米プロアメフットのNFLは、セインツのショーン・ペイトン監督(56)が新型コロナウイルスに陽性反応を示したと発表。19日のスポーツ専門局ESPN(電子版)などが報じた。同リーグの関係者からは初の感染者で、これで米4大プロスポーツの全てから陽性反応が確認された。

 ペイトン監督は15日に体調不良を訴え、16日に検査、19日に陽性反応が判明。現在は倦怠(けんたい)感はあるが熱発はないという。23日まで自宅で自主隔離の予定だという同監督は「国全体が団結すれば、感染は減らせる。少しだけ時間を取り、専門家の意見に耳を傾けよう。専門家が求めているのは複雑なことではない」と語った。

 同監督の自宅があるルイジアナ州は2月25日、キリスト教の「告解の火曜日」前後に祝賀関連で大規模イベントがあり、全米でも指折りのウイルス禍に見舞われるホットスポットとなっている。

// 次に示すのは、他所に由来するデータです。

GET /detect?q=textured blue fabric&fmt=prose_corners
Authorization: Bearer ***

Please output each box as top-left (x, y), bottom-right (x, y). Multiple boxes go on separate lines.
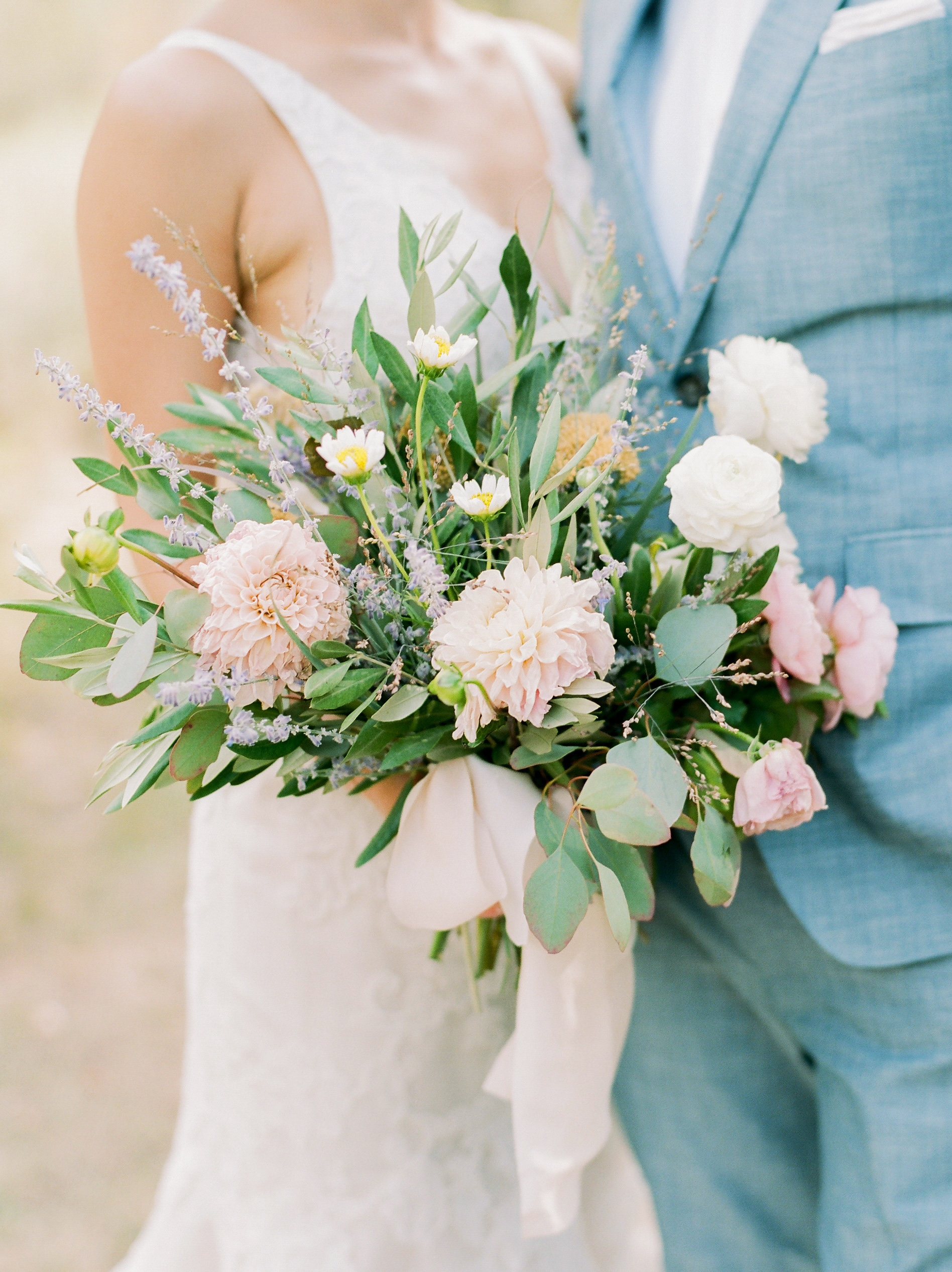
top-left (615, 845), bottom-right (952, 1272)
top-left (581, 0), bottom-right (952, 967)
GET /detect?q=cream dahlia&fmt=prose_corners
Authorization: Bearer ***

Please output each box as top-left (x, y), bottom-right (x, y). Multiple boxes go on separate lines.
top-left (432, 558), bottom-right (615, 742)
top-left (192, 522), bottom-right (351, 707)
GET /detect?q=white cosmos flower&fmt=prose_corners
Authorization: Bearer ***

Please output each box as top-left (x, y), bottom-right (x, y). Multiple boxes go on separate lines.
top-left (665, 435), bottom-right (783, 552)
top-left (450, 473), bottom-right (510, 519)
top-left (708, 336), bottom-right (830, 465)
top-left (318, 425), bottom-right (385, 486)
top-left (407, 327), bottom-right (479, 372)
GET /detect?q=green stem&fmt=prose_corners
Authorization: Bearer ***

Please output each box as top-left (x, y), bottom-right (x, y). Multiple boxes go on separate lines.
top-left (588, 495), bottom-right (625, 616)
top-left (357, 486), bottom-right (409, 583)
top-left (483, 516), bottom-right (492, 570)
top-left (413, 375), bottom-right (442, 565)
top-left (459, 923), bottom-right (483, 1011)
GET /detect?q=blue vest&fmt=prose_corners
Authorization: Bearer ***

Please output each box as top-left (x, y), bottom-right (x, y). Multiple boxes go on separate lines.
top-left (581, 0), bottom-right (952, 967)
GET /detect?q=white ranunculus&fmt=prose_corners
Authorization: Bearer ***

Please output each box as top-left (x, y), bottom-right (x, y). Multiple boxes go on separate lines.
top-left (708, 336), bottom-right (830, 465)
top-left (407, 327), bottom-right (478, 372)
top-left (318, 425), bottom-right (387, 486)
top-left (745, 513), bottom-right (803, 579)
top-left (665, 436), bottom-right (783, 552)
top-left (450, 473), bottom-right (511, 519)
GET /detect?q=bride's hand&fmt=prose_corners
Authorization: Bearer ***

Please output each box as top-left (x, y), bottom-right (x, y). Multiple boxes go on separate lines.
top-left (362, 773), bottom-right (411, 817)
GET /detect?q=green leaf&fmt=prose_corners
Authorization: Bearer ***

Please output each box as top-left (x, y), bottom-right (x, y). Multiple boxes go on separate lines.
top-left (524, 849), bottom-right (588, 954)
top-left (318, 514), bottom-right (360, 565)
top-left (374, 684), bottom-right (430, 724)
top-left (584, 826), bottom-right (655, 921)
top-left (529, 393), bottom-right (562, 492)
top-left (311, 666), bottom-right (387, 711)
top-left (161, 588), bottom-right (211, 649)
top-left (407, 270), bottom-right (436, 339)
top-left (392, 208), bottom-right (419, 292)
top-left (655, 606), bottom-right (737, 684)
top-left (737, 547), bottom-right (780, 597)
top-left (256, 367), bottom-right (337, 406)
top-left (477, 354), bottom-right (535, 402)
top-left (605, 738), bottom-right (687, 826)
top-left (21, 608), bottom-right (112, 680)
top-left (510, 747), bottom-right (578, 772)
top-left (353, 782), bottom-right (413, 868)
top-left (122, 525), bottom-right (198, 561)
top-left (126, 702), bottom-right (197, 747)
top-left (595, 788), bottom-right (671, 846)
top-left (500, 234), bottom-right (533, 328)
top-left (370, 331), bottom-right (417, 406)
top-left (351, 296), bottom-right (376, 378)
top-left (380, 724), bottom-right (452, 773)
top-left (436, 243), bottom-right (477, 296)
top-left (105, 614), bottom-right (159, 699)
top-left (595, 857), bottom-right (632, 952)
top-left (169, 707), bottom-right (229, 782)
top-left (72, 459), bottom-right (139, 495)
top-left (691, 804), bottom-right (741, 905)
top-left (578, 747), bottom-right (638, 811)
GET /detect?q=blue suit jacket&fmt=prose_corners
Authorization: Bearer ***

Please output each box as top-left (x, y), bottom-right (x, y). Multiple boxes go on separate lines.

 4大スポーツで最も深刻なのはバスケットのNBAだ。これまでは3チーム計7選手の感染が伝えられていたが、この日は新たにレーカーズの2選手とセルティックスの1選手、さらに76ersはチーム関係者3人が感染と声明を発表し、リーグで計13人の罹患(りかん)が確認された。他にも、アイスホッケーのNHLはセネターズの1選手が、野球の大リーグはヤンキースのマイナー2選手らが、いずれも陽性反応を報じられている。